Unfortunately, there are few, if any, outward signs of decline in reproductive potential for most women. A woman may continue to have regular cycles until she nearly reaches menopause but her chance of conception starts to decline at a much younger age (Figure 1), generally around 30 years old. This results in a situation where nearly 1/3 of the couples with the woman 35 or older will have problems with fertility. It has been estimated that only 10-30% of women over 40 are able to become pregnant on their own. In addition, a woman's chance of miscarriage also increases with age.

Evaluation of Ovarian Reserve

Ovarian reserve is the term that we use to describe where a woman's ovaries are in the aging process. Age is an important determinant of ovarian reserve. As we have previously discussed, the chances of conception clearly decrease with age. However, not all women of the same age have the same reproductive potential. The further evaluation of ovarian reserve is accomplished by tests that measure important components of the reproductive system.

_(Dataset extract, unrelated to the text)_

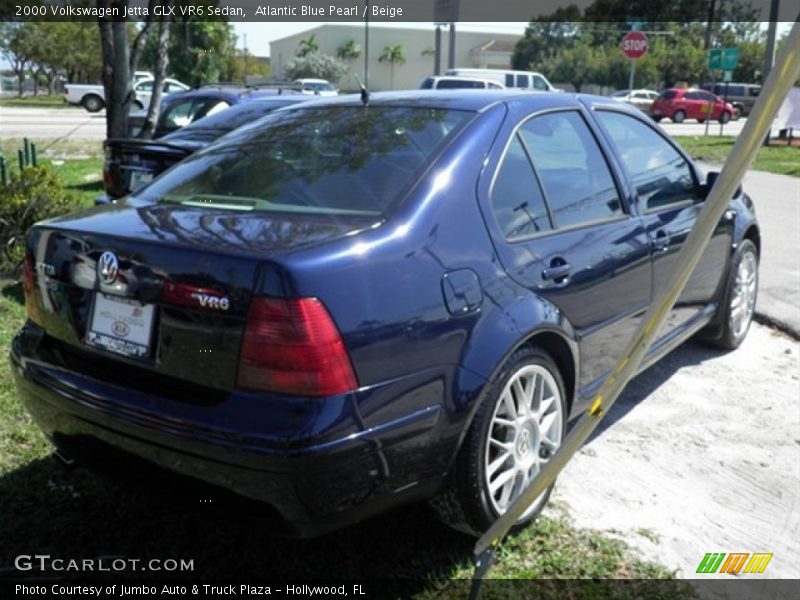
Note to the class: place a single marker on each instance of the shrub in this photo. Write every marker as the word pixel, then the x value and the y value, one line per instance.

The standard screening test is the measurement of the hormones FSH (Follicle Stimulating Hormone), LH (Luteinizing Hormone) and Estradiol on cycle day 2, 3 or 4. (Day one of your cycle is the first full day of full menstrual flow). The FSH level is the most important of the three tests, with the measurement of LH and estradiol modifying how we look at the FSH level. It has been clearly demonstrated that there are subtle rises in the FSH level as a woman ages and that women with abnormal FSH levels can have considerable difficulty conceiving using their own oocyte.

Another test that can be incorporated into the evaluation of ovarian reserve is the Clomiphene Citrate Challenge Test (CCCT). In this test, the cycle day 3 labs are followed by 5 days of the ovulation induction agent clomiphene citrate (Clomid, Serophene). On cycle day 10, the FSH and estradiol are re-drawn. We expect the FSH level to be in a certain range, due to the feedback from the follicle (s) developing under the stimulation by the clomiphene citrate. If the FSH is not in the correct range, the test is abnormal and the live birth rate for these patients is extremely poor. This test picks up another 30% of the patients with abnormal ovarian reserve.

A simple test of ovarian reserve that can be employed is the Basal Follicle Count. Early in the cycle, the small follicles that can be seen with ultrasound are counted. A low number of follicles can predict the increased likelihood of a poor response to therapy and decreased chance of live birth. Very high numbers of small follicles suggests a tendency to over respond to hormonal stimulation.

It is important to understand that none of these tests individually are absolute when test results are normal or equivocal. (A markedly elevated FSH level, indicating a loss of reproductive potential, is as close to certainty as we get.) However, they can be part of a picture, combined with the patient's age and response to previous treatment that gives the physician a pretty good idea where the patient's ovarian function stands.